Whilst spike protein alone was only weakly immunogenic, the addition of either Aluminum hydroxide, a squalene based oil-in-water emulsion system (SE) or a cationic liposome-based adjuvant significantly enhanced antibody responses against the spike receptor binding domain (RBD). Kinetics of antibody responses differed, with SE providing the most rapid response. Neutralizing antibodies developed after a single immunization in all adjuvanted groups with ID titers ranging from 86-4063. Spike-specific CD4 T helper responses were also elicited, comprising mainly of IFN-γ and IL-17 producing cells in the cationic liposome adjuvanted group, and more IL-5- and IL-10-secreting cells in the AH group.
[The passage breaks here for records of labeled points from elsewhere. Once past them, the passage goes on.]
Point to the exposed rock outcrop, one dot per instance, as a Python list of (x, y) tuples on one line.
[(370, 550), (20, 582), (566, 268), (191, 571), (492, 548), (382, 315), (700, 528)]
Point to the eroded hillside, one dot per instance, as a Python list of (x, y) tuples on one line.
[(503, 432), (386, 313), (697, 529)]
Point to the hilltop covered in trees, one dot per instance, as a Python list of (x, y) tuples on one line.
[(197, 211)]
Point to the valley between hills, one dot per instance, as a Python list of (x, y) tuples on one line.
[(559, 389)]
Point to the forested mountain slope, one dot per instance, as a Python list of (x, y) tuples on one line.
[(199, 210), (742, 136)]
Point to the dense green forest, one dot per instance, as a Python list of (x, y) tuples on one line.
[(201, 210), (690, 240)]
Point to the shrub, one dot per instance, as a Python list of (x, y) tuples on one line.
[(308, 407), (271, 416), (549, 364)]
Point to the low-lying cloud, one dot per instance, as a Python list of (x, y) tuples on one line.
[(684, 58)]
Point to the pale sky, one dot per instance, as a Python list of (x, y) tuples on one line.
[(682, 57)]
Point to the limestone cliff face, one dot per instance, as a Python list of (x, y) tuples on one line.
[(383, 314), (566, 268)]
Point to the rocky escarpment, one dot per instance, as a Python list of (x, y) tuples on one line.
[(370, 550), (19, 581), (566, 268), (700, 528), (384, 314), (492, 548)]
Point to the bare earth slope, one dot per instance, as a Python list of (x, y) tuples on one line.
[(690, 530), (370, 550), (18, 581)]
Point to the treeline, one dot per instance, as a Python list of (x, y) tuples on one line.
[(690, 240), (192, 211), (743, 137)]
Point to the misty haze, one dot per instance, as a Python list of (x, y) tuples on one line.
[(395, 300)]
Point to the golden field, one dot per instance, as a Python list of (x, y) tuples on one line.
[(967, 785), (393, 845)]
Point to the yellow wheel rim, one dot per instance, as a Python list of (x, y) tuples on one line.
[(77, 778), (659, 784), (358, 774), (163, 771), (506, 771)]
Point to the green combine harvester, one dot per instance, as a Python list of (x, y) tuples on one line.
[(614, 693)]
These results demonstrate that adjuvanted spike protein subunit vaccine is a viable strategy for rapidly eliciting SARS-CoV-2 neutralizing antibodies and CD4 T cell responses of various qualities depending on the adjuvant used, which can be explored in further vaccine development against COVID-19.
This work was supported by the European Union Horizon 2020 research and innovation program under grant agreement no. 101003653.
SARS-CoV-2 已造成全球大流行,感染了数百万人。急需安全有效的疫苗,这仍然是全球卫生重点。当与有效的佐剂一起使用时,亚单位疫苗在针对其他病毒时已成功使用。
我们在小鼠中评估了三种不同的临床测试佐剂系统与 SARS-CoV-2 预融合稳定(S-2P)刺突蛋白联合使用时的情况,采用一剂方案。
尽管单独的刺突蛋白仅具有弱免疫原性,但添加氢氧化铝、角鲨烯水包油乳液系统(SE)或阳离子脂质体佐剂可显著增强针对刺突受体结合域(RBD)的抗体反应。抗体反应的动力学不同,SE 提供了最快的反应。在所有佐剂组中,单次免疫后均产生了中和抗体,ID 滴度范围为 86-4063。还引发了针对 Spike 的 CD4 T 辅助反应,在阳离子脂质体佐剂组中主要由 IFN-γ和 IL-17 产生细胞组成,在 AH 组中则由更多的 IL-5 和 IL-10 分泌细胞组成。
这些结果表明,佐剂 Spike 蛋白亚单位疫苗是一种可行的策略,可以快速引起 SARS-CoV-2 中和抗体和 CD4 T 细胞反应,具体取决于所使用的佐剂,这可以在针对 COVID-19 的进一步疫苗开发中进行探索。
这项工作得到了欧盟 Horizon 2020 研究与创新计划的支持,协议号为 101003653。